1 Department of General Practice, The University of Melbourne

2 School of Population Health, The University of Melbourne

3 Department of General Practice, The University of Melbourne

4 Alfred Psychiatry Research Centre, Alfred Psychiatry

Southcity GP Services, The Alfred Hospital

 6 Department of Psychiatry, The University of Adelaide



Award type

beyondblue Victorian Centre of Excellence

Project completion year


Project brief

Managing suicidal ideation in men is a crucial health issue in Australia, and additional training for GPs is one potential avenue for reducing suicide rates. The Suicide in Men (SIM) study involved designing, utilising and evaluating a training package for GPs titled, Reducing Suicide in Men through General Practice, which would assist them in detecting and managing suicidal ideation in men. The intervention involved a predisposing activity (SIM Pack), an enabling activity (a SIM DVD and small group face-to-face training over a single three-hour session) and a reinforcing activity (SIM CD-ROM). All intervention resources were specially developed for the project. Effectiveness of the training was evaluated using a self-report survey of attitudes and confidence from GPs plus a blinded rating of GP skills (by experienced researchers) using video-taped consultations with simulated patients in the GPs’ practices. Ninety-three Victorian GPs were randomly allocated to training or the control group, and 13 underwent video assessment.

Key findings

GPs were interested in undertaking the SIM study but reluctant to be videotaped, even when offered significant incentives. Compared to the control group, GPs in the intervention group had increased confidence in their ability to access specialist services and improved their attitudes to managing suicidality. No significant effects on skills in managing suicide were seen in the video-taped assessments; however, the sample size was small and perhaps a single training session is insufficient to bring about changes in clinical practice that are large enough to be observable to blind raters.
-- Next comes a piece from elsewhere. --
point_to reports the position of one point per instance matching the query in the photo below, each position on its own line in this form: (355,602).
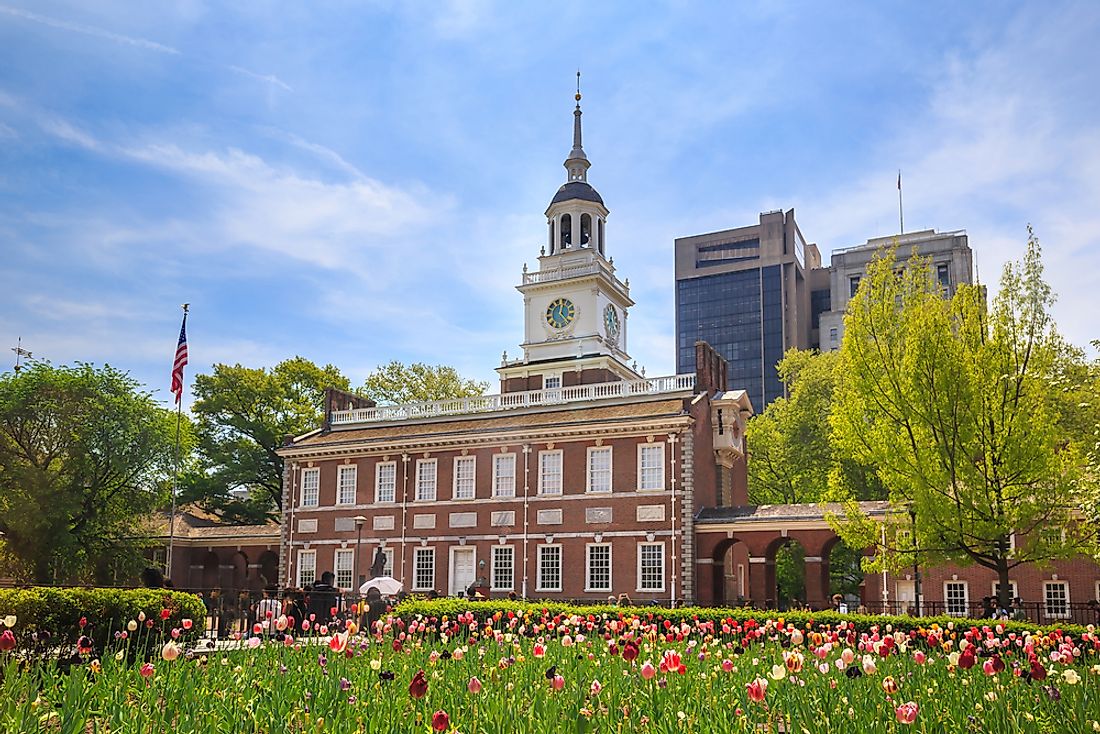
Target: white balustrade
(512,401)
Implications for policy, practice and further research

The SIM training resources and research instruments will be made available to GP educators, primary care researchers and other health professionals involved in suicide prevention. The success of this pilot study warrants a larger randomised controlled trial.  However, future research may require a less intrusive and more acceptable method of assessing GP skills in suicide assessment (for example, direct feedback from actors or audio-taping general consultations) and/or greater incentives for GPs to participate in primary care research.